Otra pequeña imprecisión es señalar que el modo de organización campesino se remonta al Neolítico lo cual no es exacto. Los concejos, la división en hojas del terrazgo, o las rotaciones de cultivos, por ejemplo, son ‘creaciones’ originadas en la Edad Media que se fueron perfeccionando a lo largo de la Edad Moderna. Por otra parte, se debe notar que las instituciones (y las regulaciones locales) también son ‘innovaciones’. En relación a ello, el análisis de Jaime de la parroquia como una célula es demasiado estático y no registra que el propio ordenamiento consuetudinario era algo dinámico.

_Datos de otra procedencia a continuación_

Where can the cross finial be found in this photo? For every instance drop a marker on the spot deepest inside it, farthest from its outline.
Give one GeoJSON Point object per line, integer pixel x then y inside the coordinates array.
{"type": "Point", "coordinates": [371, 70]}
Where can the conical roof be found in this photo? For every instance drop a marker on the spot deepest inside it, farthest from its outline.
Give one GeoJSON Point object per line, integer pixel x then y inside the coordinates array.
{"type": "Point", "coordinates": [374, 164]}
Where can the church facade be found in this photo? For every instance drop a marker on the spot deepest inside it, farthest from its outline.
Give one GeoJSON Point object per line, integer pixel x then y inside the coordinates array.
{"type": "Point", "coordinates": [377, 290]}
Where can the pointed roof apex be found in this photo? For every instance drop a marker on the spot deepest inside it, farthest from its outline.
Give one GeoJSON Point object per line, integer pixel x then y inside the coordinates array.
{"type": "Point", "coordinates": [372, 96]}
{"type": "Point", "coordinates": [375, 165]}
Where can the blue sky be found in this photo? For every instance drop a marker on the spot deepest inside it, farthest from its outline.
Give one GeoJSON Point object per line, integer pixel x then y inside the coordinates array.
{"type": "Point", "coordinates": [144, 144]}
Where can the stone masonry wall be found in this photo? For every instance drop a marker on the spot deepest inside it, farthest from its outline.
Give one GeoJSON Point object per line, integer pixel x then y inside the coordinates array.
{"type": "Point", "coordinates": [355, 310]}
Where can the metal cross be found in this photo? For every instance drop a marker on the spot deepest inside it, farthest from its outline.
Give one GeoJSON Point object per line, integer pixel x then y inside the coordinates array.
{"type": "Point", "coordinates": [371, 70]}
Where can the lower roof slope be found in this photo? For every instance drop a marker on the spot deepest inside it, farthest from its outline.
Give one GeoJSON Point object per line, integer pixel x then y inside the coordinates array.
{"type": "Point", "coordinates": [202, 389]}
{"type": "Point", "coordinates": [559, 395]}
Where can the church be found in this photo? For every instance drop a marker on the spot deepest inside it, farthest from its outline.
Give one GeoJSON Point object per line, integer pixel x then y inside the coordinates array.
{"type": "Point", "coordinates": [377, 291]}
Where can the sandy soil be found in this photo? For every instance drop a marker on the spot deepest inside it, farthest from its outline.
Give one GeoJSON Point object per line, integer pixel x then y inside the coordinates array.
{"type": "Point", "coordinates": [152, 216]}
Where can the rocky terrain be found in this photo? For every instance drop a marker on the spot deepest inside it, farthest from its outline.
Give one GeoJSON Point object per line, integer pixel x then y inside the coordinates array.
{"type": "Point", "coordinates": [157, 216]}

Las costumbres no eran inamovibles y las ordenanzas se iban redactando para acomodarlas a los tiempos; es más, siempre hubo tensiones entre las prácticas diarias, los usos consuetudinarios y las leyes impulsadas por el Estado.

Por último, es discutible considerar que las economías de montaña preindustriales fuesen de subsistencia. Es cierto que estaban orientadas a la reproducción de la unidad familiar, pero no eran de subsistencia ya que había intercambios (vendían ganados, maderas y leñas y compraban cereales y vino), e incluso en algunos casos eran economías muy dinámicas, capaces de sostener a un mayor número de población. Justamente en relación al crecimiento demográfico, tradicionalmente funcionaban frenos maltusianos o soluciones boserupianas lo cual se ignora y encaja mal en la visión estática de la parroquia como una célula.

En fin. Ya para acabar, coincido con Jaime cuando defiende la rehabilitación y actualización de la cultura campesina porque su experiencia histórica y su extenso currículo como gestora, la acredita como idónea para la gestión de los territorios rurales. También estoy de acuerdo cuando señala que ‘tenemos la obligación de crear un futuro y que ese futuro puede ser una oportunidad para los jóvenes’. Lo que nos diferencia es que yo soy tremendamente pesimista respecto al futuro de los espacios rurales y la gente del campo.